日本では取調べが可視化されていないことも大きな問題です。被疑者の供述調書は基本的には取調官の文章で、被疑者は署名しているだけです。しかもいろいろな事実がそぎ落とされた要約された文章、いわばカルテのようなものです。それが裁判の証拠となってもなかなか事実は明らかにならないのではないでしょうか。取調べの録画・録音も重要な課題だと考えます。
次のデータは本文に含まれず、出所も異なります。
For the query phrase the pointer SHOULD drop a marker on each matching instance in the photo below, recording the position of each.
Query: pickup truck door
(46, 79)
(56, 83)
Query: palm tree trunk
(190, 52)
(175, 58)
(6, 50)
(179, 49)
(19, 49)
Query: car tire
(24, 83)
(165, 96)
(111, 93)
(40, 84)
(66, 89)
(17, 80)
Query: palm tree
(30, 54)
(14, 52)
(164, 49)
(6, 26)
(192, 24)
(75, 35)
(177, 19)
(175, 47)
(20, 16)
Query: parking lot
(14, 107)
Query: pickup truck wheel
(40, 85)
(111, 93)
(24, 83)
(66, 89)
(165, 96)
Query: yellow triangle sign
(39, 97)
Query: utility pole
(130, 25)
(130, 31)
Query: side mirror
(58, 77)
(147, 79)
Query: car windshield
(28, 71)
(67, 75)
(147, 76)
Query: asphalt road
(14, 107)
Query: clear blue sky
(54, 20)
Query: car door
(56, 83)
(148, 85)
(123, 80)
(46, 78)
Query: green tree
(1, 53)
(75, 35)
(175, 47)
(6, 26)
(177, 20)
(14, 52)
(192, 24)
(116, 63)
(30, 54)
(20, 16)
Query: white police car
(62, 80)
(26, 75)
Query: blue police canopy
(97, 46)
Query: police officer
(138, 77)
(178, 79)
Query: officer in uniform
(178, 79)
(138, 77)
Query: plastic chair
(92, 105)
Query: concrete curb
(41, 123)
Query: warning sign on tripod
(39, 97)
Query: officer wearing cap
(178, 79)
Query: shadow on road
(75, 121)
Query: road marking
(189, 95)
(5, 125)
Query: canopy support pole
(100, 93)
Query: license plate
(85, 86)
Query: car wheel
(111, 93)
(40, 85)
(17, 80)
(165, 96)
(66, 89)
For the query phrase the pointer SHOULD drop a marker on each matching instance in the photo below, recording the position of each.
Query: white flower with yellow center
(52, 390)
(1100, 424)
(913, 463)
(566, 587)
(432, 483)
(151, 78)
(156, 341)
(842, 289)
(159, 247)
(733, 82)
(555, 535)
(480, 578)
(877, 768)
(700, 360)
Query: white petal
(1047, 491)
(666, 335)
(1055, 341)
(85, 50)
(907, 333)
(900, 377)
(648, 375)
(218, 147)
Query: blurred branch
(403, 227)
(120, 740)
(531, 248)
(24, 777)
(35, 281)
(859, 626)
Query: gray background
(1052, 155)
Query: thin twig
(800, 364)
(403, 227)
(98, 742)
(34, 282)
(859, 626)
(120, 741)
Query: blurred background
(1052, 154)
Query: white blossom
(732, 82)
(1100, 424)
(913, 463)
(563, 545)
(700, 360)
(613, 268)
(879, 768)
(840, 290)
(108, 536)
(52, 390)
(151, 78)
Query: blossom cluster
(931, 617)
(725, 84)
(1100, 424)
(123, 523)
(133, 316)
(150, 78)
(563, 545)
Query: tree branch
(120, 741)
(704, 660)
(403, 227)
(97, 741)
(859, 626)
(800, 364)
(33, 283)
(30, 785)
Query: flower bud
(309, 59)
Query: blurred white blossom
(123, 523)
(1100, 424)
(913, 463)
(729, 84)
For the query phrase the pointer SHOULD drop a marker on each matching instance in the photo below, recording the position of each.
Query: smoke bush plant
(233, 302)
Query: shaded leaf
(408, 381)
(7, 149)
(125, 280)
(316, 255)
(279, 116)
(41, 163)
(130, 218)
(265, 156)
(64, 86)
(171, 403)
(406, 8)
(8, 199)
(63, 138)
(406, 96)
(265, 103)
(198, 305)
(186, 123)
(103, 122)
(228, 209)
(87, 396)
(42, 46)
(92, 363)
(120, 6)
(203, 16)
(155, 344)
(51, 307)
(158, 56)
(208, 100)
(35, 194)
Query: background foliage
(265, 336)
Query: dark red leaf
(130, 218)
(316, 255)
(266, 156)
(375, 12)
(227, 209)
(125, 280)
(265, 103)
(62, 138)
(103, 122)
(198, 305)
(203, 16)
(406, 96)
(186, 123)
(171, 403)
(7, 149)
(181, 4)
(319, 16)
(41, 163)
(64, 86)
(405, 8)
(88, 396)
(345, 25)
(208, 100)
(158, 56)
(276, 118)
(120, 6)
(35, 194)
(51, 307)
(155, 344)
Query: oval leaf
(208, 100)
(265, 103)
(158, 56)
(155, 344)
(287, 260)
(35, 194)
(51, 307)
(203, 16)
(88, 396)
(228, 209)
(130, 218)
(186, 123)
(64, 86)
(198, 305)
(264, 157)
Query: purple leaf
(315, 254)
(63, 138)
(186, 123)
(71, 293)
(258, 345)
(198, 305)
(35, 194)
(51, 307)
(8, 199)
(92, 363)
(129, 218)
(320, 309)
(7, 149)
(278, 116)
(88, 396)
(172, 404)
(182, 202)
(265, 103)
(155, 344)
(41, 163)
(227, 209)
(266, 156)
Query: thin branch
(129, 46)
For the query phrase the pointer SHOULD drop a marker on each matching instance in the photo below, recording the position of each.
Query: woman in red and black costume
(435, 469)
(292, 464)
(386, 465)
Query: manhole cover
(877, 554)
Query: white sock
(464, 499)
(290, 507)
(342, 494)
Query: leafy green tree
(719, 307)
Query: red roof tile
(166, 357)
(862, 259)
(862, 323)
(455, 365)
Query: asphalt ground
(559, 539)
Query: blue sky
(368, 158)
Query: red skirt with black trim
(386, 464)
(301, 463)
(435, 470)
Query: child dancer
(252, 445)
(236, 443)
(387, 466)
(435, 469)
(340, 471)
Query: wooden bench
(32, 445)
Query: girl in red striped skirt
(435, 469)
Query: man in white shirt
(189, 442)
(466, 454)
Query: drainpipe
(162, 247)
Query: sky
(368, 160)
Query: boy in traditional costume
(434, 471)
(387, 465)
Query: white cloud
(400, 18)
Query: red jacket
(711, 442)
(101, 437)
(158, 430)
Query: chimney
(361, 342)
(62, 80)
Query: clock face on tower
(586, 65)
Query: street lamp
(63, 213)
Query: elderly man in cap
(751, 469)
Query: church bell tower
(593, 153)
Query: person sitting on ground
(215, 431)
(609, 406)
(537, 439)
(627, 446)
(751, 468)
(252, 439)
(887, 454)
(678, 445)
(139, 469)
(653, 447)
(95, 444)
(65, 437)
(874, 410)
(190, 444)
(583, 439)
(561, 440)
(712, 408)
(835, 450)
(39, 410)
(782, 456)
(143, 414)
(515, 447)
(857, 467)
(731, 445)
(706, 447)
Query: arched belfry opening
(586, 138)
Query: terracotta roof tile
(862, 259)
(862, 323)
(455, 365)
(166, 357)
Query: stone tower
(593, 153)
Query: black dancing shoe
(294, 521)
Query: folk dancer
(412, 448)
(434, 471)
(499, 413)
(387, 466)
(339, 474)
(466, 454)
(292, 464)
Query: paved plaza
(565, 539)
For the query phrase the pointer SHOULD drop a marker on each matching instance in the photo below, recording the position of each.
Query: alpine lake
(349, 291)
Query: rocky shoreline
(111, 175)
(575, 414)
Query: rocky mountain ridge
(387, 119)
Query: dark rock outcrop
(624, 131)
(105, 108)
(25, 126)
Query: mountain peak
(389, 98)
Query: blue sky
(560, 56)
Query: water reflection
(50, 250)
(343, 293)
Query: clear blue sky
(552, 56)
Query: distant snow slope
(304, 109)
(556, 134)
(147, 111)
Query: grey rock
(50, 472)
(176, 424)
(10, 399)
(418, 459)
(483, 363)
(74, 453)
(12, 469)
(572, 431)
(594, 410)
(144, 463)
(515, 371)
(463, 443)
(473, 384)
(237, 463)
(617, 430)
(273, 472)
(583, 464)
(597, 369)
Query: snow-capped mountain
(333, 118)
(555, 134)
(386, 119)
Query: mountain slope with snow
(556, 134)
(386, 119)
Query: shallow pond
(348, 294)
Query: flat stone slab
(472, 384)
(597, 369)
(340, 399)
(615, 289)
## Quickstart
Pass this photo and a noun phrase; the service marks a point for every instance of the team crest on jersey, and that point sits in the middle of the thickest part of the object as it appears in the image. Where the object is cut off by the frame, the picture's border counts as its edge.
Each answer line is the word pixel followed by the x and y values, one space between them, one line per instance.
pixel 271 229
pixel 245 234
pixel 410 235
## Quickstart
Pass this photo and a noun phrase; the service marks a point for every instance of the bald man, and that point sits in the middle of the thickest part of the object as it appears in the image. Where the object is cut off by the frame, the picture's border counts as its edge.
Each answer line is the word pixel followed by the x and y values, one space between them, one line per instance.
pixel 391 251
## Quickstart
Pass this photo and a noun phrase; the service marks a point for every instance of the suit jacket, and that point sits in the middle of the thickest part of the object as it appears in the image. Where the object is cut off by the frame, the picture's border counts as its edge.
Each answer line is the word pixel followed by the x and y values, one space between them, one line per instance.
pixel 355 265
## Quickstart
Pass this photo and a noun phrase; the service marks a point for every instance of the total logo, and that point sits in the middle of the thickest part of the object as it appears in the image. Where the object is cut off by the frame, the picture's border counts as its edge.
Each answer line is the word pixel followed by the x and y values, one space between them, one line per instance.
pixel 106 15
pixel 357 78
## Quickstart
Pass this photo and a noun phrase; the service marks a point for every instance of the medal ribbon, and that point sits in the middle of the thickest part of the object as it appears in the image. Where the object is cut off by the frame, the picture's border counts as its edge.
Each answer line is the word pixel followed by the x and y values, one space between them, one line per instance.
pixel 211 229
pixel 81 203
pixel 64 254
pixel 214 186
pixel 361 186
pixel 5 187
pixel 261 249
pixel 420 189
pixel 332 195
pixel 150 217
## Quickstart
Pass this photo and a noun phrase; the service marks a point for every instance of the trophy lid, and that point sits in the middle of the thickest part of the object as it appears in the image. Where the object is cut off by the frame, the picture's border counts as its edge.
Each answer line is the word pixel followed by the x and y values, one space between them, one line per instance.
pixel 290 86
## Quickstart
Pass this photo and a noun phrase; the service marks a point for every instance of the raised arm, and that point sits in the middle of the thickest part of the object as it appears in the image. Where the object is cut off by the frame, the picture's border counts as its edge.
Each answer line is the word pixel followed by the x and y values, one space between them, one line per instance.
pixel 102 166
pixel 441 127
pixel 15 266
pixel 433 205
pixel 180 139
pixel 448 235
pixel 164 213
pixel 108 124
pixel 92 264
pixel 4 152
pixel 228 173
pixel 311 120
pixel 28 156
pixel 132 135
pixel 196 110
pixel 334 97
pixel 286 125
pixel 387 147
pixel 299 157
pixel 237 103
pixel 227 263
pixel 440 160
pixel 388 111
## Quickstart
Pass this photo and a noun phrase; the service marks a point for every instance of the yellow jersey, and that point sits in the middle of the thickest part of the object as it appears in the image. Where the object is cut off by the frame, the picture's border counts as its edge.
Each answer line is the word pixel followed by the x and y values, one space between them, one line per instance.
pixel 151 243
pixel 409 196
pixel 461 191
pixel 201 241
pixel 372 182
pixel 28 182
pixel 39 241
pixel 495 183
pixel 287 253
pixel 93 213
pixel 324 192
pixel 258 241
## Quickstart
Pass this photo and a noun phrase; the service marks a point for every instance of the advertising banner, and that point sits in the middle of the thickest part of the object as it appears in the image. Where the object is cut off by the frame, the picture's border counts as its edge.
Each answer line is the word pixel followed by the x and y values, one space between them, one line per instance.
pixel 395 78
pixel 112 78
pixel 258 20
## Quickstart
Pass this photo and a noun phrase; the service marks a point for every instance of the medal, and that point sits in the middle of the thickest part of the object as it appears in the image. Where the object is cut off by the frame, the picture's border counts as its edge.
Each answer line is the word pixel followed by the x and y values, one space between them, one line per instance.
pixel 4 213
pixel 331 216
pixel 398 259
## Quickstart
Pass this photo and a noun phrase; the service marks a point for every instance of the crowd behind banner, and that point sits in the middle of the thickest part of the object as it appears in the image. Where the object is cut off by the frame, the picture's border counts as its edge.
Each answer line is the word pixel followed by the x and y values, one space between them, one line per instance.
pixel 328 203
―――大河原さんは刑事裁判における弁護士の役割についてはどのようにお考えですか。
(大河原さん)
警察官や検察官は長い時間被疑者・被告人を拘束して話を聞きますから、その人の性格や癖がわかっているのですが、弁護士は接見時間などが限られていて、なかなか被疑者・被告人のこと全体を理解しにくいところがあるのではないでしょうか。それに国選弁護の場合は報酬も少なく、弁護士は他の仕事にも従事していることから、被告人の弁護への力の入れ方もいろいろではないでしょうか。弁護士の皆さんは、社会的に注目される刑事事件には力を入れますが、そうでない事件への関わり方との大きな差があるように感じます。
市民には「悪い人をなぜ弁護するのか」という感覚があります。人々の人権を守るために「無罪推定」や「疑わしきは被告人の利益に」などの原則の重要性がもっとわかりやすく示される必要もあると思っています。

―――言語学者として、一般的な言葉と法律用語・裁判用語の違いを示していただき、そこから司法をもっと市民にわかりやすいものにしていく課題を語っていただきました。本日はありがとうございました。

 
【大河原眞美(おおかわらまみ)さんのプロフィール】
高崎経済大学大学院地域政策研究科長。
専門は法言語学。日本弁護士連合会の法廷用語日常化検討プロジェクト外部学識委員、法と言語学会会長、日弁連法務財団研究主任研究員、分かりやすい司法プロジェクト座長、を務める。
著書に、『みんなが知らない“裁判ギョーカイ”ウラ話』(大修館書店)、『裁判おもしろことば学』(大修館書店)、『市民から見た裁判員裁判』(明石書店)、『裁判からみたアメリカ社会』(明石書店)がある。